In “Blaming the Food Industry for Obesity,” BusinessWeek blogger Cathy Arnst recently reported that “two new studies conclude that the food industry is following the tobacco industry’s play book to ensure that we keep loading up on calories, and as a result virtually all of the weight gain in the U.S. over the last 30 years can be attributed to eating more, not moving less.”

Arnst also quotes a study by two university researchers who tipped their hand when they titled their work: “The Perils of Ignoring History: Big Tobacco Played Dirty and Millions Died. How Similar Is Big Food?” Researchers Kelly D. Brownell and Kenneth E. Warner concluded that although there are differences between tobacco and food (a startling insight for sure) there are “significant similarities in the actions that these industries have taken in response to concern that their products cause harm. Because obesity is now a major global problem, the world cannot afford a repeat of the tobacco history, in which industry talks about the moral high ground but does not occupy it.”

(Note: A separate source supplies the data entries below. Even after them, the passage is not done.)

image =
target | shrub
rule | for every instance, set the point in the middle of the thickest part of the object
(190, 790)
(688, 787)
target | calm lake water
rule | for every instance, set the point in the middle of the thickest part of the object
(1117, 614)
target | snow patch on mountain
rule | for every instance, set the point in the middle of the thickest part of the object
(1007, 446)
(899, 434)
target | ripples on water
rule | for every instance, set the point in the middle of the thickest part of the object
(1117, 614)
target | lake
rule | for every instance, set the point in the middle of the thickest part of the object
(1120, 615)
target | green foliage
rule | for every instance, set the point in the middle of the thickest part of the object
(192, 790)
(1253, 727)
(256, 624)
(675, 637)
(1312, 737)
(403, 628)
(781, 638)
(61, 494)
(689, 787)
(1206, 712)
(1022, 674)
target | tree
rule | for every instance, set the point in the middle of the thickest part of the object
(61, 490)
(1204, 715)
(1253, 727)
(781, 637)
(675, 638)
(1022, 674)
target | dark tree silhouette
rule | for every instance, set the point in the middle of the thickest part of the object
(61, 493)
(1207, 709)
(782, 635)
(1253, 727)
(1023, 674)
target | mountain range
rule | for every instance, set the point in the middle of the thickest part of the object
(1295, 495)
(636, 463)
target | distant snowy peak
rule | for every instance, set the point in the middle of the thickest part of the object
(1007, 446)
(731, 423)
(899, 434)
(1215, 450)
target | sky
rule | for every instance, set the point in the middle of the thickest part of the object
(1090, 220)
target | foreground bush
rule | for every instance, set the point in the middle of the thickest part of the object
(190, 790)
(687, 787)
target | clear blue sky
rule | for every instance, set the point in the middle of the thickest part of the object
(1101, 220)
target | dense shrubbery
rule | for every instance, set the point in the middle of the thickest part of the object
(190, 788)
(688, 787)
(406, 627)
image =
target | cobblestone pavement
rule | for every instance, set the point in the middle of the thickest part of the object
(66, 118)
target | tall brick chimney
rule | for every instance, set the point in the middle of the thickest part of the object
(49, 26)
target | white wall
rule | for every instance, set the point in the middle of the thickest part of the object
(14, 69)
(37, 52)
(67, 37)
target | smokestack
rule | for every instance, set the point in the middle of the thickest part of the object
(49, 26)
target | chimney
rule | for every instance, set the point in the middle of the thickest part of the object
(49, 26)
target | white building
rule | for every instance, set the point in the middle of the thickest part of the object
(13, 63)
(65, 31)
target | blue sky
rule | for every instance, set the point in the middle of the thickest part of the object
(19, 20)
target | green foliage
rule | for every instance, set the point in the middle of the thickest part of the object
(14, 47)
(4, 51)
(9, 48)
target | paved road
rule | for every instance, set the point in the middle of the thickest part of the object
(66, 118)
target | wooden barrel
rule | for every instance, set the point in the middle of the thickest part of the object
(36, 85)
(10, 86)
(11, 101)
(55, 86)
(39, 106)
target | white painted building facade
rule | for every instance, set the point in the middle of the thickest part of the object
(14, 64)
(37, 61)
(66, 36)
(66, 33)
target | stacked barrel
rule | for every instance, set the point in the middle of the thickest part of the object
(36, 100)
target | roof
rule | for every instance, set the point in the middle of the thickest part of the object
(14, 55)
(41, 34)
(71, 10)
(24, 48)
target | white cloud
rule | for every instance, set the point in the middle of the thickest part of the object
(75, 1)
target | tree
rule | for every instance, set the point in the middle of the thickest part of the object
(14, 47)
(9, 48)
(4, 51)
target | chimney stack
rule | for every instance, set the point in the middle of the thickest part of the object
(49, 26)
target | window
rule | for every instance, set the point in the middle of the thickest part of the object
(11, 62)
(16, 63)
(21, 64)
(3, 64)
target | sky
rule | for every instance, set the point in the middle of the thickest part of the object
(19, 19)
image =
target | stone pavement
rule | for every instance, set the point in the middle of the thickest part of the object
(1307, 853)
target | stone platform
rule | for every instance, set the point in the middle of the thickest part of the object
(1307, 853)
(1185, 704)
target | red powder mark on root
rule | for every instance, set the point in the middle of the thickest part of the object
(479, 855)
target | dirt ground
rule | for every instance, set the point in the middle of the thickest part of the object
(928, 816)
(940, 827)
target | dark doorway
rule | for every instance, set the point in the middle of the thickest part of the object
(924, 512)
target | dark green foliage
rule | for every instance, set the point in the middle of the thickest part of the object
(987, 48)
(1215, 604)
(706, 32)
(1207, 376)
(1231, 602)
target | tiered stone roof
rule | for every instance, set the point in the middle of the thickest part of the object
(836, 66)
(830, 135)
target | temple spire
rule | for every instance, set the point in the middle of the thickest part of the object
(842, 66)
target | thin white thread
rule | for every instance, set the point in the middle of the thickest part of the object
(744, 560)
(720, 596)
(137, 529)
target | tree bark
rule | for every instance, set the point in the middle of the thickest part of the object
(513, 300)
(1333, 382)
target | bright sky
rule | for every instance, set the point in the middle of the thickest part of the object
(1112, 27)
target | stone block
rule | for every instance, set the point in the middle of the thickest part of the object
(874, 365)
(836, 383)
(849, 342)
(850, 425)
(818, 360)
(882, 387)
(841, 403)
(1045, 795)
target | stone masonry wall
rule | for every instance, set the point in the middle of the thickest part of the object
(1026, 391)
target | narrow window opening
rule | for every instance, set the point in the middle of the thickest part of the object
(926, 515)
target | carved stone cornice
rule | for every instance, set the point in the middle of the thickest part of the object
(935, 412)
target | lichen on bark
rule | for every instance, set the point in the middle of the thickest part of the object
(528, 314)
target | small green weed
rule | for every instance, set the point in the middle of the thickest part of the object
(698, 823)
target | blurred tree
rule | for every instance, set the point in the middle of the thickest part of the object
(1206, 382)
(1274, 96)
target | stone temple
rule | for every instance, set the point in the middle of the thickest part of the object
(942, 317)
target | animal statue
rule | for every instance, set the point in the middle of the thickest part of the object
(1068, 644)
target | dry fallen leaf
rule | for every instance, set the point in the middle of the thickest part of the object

Brownell and Warner also grudgingly acknowledged that personal responsibility and freedom are values cherished by Americans, but “they obscure the reality that some of the most significant health advances have been made by population-based public health approaches in which the overall welfare of the citizenry trumps certain individual or industry freedoms.” In other words, the government knows better than you do how to feed and raise your children.